The situations your Saint winds up in tend to be equally hilarious in their randomness. I couldn’t help but crack up when on mission dropped me in a convertible next to an ornery tiger, and I was tasked with driving as fast as possible to keep the large cat happy, while animal activists chased after us in their vans. Toward the latter half of the story, I was stuck in a Tron-inspired world, bouncing along as a toilet with an arm-cannon not unlike Megaman’s weapon of choice.  

The juvenile silliness of dildo bats and gimp outfits is all well and good, but for me, that novelty ran dry after just a few seconds. Instead, the true appeal lay in how much of a badass I felt running around as a Saint dressed like a super secret agent, mowing down competition with double SMGs, and firing rockets at a cluster of STAG APCs. No rules of engagement, no mandatory stealth sequences – play who you want and have as much fun doing it as possible.

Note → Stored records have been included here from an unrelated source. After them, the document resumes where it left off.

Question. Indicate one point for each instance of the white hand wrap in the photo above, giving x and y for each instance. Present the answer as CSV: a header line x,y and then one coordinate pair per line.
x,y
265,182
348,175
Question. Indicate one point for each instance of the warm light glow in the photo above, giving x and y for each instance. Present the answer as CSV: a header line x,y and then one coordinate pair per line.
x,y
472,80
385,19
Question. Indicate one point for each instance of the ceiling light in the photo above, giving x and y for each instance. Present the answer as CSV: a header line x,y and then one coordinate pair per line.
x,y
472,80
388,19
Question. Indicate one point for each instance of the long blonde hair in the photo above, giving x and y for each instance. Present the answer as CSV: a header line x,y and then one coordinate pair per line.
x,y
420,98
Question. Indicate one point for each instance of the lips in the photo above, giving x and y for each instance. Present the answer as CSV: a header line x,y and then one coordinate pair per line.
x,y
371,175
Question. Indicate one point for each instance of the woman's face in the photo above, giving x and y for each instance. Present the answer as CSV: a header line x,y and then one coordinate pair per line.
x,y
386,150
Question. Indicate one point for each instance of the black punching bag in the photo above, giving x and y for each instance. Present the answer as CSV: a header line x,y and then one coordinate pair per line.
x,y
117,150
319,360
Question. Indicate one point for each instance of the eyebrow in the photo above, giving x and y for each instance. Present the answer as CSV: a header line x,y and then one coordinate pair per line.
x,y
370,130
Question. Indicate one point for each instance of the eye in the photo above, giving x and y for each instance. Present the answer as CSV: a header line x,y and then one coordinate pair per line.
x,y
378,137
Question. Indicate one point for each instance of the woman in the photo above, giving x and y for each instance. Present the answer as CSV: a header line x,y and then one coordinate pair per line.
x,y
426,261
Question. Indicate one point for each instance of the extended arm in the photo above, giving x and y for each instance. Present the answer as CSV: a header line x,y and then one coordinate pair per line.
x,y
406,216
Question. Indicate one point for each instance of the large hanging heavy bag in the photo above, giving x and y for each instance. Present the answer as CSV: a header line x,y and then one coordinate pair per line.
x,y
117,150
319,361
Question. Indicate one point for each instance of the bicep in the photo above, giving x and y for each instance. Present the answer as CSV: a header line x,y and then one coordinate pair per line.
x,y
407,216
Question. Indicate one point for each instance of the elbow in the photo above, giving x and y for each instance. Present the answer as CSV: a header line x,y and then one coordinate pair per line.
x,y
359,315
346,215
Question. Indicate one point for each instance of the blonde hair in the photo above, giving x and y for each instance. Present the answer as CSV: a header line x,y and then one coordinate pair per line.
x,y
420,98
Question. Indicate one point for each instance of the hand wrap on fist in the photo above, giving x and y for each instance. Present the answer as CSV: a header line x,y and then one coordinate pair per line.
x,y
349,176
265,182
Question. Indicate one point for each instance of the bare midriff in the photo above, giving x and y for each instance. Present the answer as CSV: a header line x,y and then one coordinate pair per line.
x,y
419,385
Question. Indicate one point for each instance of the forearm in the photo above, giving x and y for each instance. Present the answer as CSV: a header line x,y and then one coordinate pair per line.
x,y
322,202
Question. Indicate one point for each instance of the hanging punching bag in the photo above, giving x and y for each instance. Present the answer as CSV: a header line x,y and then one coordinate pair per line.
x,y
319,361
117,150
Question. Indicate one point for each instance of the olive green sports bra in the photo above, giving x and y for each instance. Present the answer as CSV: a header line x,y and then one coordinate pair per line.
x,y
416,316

On its own, most of the content is too random to be laugh-out-loud funny, not to mention crass and potentially offensive in some cases. Saints Row’s secret lies in its delivery, and context is everything. The game makes no attempt to justify its strangeness, and the characters seem remarkably self-aware, as evidenced by their constant quips and genuine surprise at all the unbelievable goings-on around Steelport.

Cooperative Mayhem

Saints Row: The Third definitely isn’t lacking in content. The story alone should probably take anywhere between ten to fifteen hours to complete, and completionists can stick another ten hours to that figure, spent running around town mopping up the side missions and activities. The seamless drop-in/drop-out co-op has returned, so if you happen to have a buddy interested in the game, that aspect may be worth exploring. Keep in mind that while free exploration might be more enjoyable with a friend, most of the missions feel closer to a single-player experience. 

The new Whored Mode, a Saintly take on horde modes found in most multiplayer-centric games, provides a decent distraction from the campaign, should you ever find yourself craving such a thing. The premise of this mode, as its name suggests, is fighting waves of prostitutes, gimps, and other such characters. It’s a major step up from the half-arsed multiplayer that was squeezed into the previous Saint Row games, but The Third would fare just as well without it. 

Final Thoughts

One issue that’s worth mentioning is the pop-in textures and overall mediocre visuals. That’s not to say the game looks bad, but the console versions do suffer from these graphical imperfections, which become more noticeable during the cutscenes when there isn’t any action to keep you distracted. The PC version, from what I hear, doesn’t suffer any of these problems. 

Admittedly, Saints Row: The Third won’t be winning any awards for being the best looking game or having a provocative narrative, but it was never about any of that. Really, the game only wants you to have as much fun as humanly possible, and everything about it was designed for this sole purpose.  Saints Row is an honest game, completely unpretentious, and makes a worthy addition to this year’s must-plays. Assuming you don’t take offense to giant dildos and playing chauffeur to escorts.